The Times (11/Sep/2008) - Tippi Hedren: Alfred Hitchcock tried to destroy my career
(c) The Times (11/Sep/2008)
- keywords: Alfred Hitchcock, Alma Reville, Kim Novak, Lew Wasserman, Madeleine Carroll, Marnie (1964), New York City, New York, Paramount Pictures, Rod Taylor, Sean Connery, Secret Agent (1936), The 39 Steps (1935), The Birds (1963), Tippi Hedren, Universal Studios
Tippi Hedren: Alfred Hitchcock tried to destroy my career
Alfred Hitchcock made her a star in The Birds and then, Tippi Hedren tells our correspondent, he tried to destroy her
Appropriately, Tippi Hedren’s relationship with Alfred Hitchcock began with a mystery. It was 1961. She was a model and had moved to California with her daughter (the actress Melanie Griffith) from New York. She starred in a TV advert for Sego, a diet drink. One day – it was Friday, October 13 and she laughs wryly at the date; it was kind of unlucky in the end – a man from Universal Studios asked to see her photographs.
“He asked me to come back on the Monday,” Hedren, 78, recalls on the phone from Shambala Preserve, the wildlife reserve she founded in Acton, California in 1983. “I went back and I met executive after executive, none of whom would tell me what was going on. Finally my own agent told me: ‘Alfred Hitchcock wants you to sign a contract and go to see him.’ I burst into tears and ran up and down the hall. I was being handed an incredible situation on a silver platter.
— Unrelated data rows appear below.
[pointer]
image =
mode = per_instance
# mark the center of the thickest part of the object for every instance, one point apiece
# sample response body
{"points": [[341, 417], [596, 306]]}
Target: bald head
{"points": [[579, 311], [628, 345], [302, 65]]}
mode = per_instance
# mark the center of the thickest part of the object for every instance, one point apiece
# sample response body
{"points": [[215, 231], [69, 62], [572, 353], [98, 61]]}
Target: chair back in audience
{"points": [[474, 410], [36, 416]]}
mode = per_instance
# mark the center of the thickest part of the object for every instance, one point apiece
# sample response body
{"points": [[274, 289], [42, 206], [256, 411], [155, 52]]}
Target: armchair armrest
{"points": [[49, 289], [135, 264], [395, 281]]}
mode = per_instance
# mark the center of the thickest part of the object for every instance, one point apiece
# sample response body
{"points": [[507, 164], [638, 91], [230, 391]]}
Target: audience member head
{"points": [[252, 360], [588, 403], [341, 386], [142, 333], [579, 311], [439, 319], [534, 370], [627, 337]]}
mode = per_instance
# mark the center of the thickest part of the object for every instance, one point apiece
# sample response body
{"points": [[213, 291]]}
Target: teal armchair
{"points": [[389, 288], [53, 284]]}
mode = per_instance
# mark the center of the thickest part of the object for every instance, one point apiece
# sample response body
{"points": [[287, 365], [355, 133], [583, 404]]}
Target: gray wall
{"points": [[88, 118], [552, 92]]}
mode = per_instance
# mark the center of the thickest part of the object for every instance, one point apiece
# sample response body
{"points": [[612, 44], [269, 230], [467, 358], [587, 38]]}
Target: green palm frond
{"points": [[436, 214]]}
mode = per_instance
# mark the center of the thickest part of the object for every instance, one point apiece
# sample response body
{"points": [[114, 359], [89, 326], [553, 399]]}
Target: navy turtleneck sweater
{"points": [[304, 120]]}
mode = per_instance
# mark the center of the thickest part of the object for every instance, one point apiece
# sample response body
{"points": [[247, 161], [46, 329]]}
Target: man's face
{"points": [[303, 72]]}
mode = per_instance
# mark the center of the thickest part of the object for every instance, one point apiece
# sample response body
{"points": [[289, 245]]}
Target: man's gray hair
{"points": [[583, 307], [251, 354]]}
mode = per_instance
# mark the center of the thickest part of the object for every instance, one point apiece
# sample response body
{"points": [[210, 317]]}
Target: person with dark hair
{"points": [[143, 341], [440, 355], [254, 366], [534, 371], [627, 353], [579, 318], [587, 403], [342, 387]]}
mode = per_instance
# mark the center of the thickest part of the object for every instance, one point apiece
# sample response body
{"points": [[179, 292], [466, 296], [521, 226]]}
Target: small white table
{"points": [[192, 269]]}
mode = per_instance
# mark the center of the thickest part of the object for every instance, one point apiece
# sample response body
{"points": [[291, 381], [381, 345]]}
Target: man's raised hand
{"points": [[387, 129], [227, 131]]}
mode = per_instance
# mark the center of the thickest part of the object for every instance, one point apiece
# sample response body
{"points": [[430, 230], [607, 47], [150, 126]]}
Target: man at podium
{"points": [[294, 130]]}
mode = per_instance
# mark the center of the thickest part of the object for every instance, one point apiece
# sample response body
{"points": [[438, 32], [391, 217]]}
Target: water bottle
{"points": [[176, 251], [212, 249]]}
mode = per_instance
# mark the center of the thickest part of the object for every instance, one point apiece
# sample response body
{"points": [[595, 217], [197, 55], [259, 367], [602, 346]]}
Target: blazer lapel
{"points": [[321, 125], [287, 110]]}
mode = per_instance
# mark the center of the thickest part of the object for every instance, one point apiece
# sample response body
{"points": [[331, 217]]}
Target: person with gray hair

My life completely changed.” She was about to be transformed into the archetypal Hitchcock blonde, fetishised and deified.
Hedren had grown up in Minnesota and had wanted originally to be a skater. When younger, she was “so painfully shy” that she would walk to and from school, head down, biting her nails, “until one day when I thought, then and there, ‘I’m going to stop biting them’, and I did”.
She modelled for a local department store, her catwalk career bloomed, she travelled the world. She was bringing up Melanie by herself in the early Sixties when she met Hitchcock. The encounter was in the director’s elegant office at Paramount. “He had seen the Sego advert and I remember he looked very pleased with himself. We talked about food, travel, wine, anything but film. I thought I’d be appearing in his weekly TV shows. But it became obvious he was working on the script for The Birds.”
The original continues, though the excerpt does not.